Pihaknya telah menyelidiki dan tidak menemukan kegiatan ilegal. Selain itu, program tersebut dimonitor secara berkala oleh Kementerian Pendidikan Taiwan sejak dimulai pada 2017.
”Ada penalti jika terjadi pelanggaran, yaitu pencabutan izin untuk mengikuti program kuliah magang dan universitas yang melakukan aktivitas ilegal akan dituntut,” kata Chen.
Direktur Pengelolaan Kekayaan Intelektual Kementerian Riset, Teknologi, dan Pendidikan Tinggi Sadjuga berpendapat, Kemenristek dan Dikti tengah mendalami kasus ini agar dapat merespons dengan tepat. ”Jika memang ada eksploitasi harus segera dapat dipecahkan agar tidak mengganggu program magang yang niatnya baik,” katanya.
Juru Bicara Kementerian Luar Negeri Arrmanatha Nasir mengatakan, Pemerintah Indonesia tetap memutuskan menghentikan perekrutan dan pengiriman pelajar Indonesia untuk sementara.
Adapun Taiwan memiliki program Industrial Academia Collaboration. Program ini menawari pelajar untuk mengikuti kegiatan perkuliahan dan pemagangan di universitas yang telah diseleksi.

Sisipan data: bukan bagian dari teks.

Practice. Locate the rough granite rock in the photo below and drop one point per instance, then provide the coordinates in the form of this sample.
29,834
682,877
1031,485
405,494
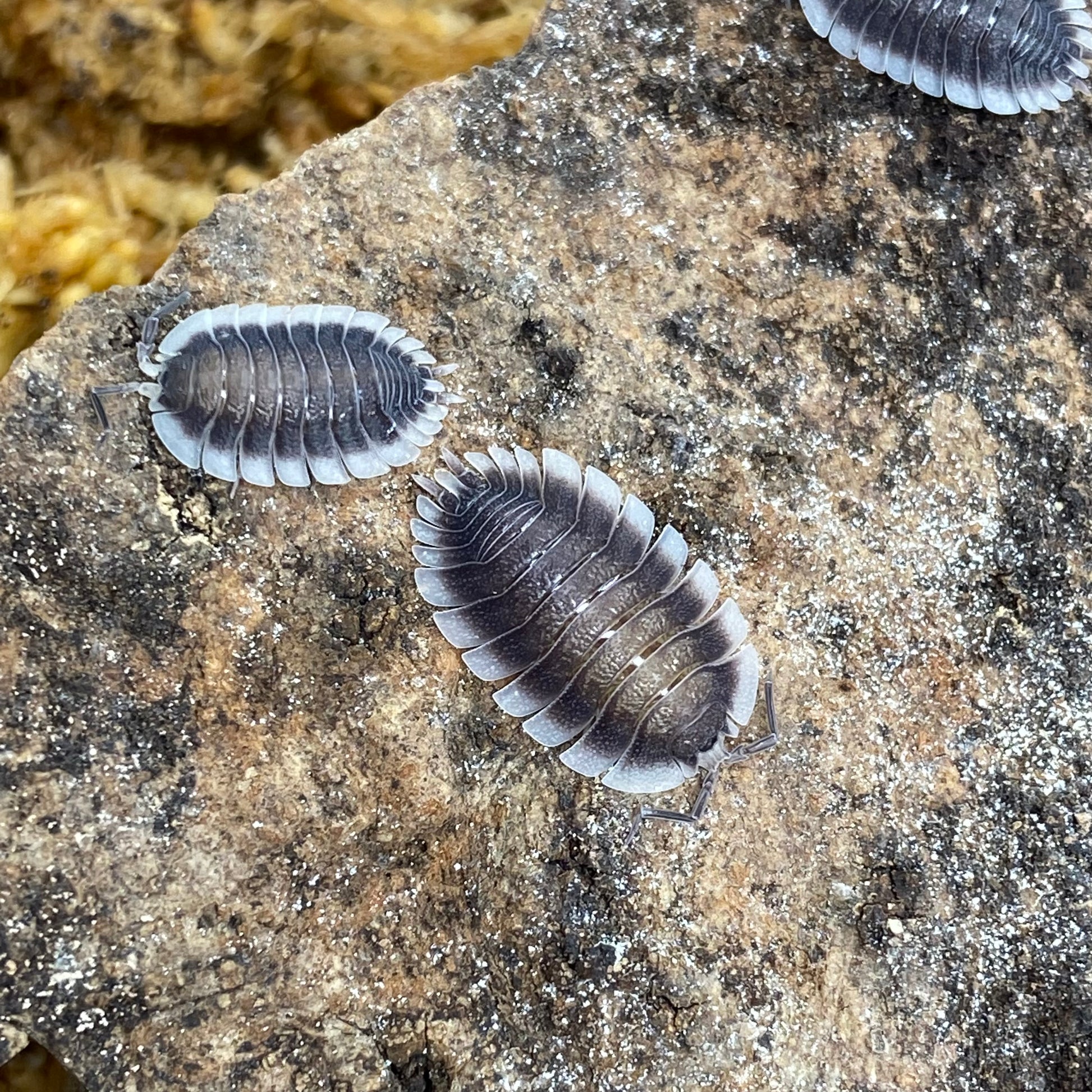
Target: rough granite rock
261,831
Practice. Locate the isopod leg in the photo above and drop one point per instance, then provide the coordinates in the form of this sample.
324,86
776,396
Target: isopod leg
97,400
740,754
148,336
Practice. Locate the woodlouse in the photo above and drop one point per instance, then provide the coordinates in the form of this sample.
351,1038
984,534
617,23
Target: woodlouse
259,391
547,578
1004,55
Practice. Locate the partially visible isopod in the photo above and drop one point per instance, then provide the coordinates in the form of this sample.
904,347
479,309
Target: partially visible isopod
547,579
1005,55
292,392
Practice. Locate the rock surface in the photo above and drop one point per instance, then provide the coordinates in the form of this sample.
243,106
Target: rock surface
261,831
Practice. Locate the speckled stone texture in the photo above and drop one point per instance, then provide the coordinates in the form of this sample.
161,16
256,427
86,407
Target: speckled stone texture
260,829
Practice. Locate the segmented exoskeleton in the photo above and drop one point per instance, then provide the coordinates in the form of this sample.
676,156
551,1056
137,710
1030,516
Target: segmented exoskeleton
547,578
290,392
1005,55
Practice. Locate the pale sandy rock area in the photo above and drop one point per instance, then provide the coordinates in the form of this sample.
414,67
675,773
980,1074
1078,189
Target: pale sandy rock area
261,830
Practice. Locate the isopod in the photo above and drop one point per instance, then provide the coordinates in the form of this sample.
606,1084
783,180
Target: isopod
1005,55
547,579
292,392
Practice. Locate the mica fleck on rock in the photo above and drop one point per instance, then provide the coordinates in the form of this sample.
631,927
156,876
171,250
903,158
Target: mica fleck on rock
259,830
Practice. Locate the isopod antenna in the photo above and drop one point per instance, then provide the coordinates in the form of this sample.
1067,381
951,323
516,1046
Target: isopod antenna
740,754
144,347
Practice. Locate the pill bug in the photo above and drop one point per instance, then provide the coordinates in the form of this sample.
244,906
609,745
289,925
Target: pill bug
1005,55
292,392
547,578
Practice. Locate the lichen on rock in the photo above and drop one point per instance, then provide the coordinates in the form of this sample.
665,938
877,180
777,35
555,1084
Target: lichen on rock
261,828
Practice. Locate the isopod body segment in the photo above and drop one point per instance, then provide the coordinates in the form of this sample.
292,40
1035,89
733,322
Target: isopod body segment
1003,55
261,393
550,580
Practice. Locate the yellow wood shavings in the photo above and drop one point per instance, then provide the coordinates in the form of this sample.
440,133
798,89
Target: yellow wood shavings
125,120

Berdasarkan data TETO, 33 universitas mengikuti program tersebut. Dua angkatan pelajar Indonesia telah dikirim, yakni sebanyak 872 orang pada 2017 dan 1.231 orang pada 2018. Kendati demikian, baru-baru ini tersiar kabar terjadi pelanggaran aturan jam kerja pada mahasiswa Indonesia yang mengikuti program tersebut.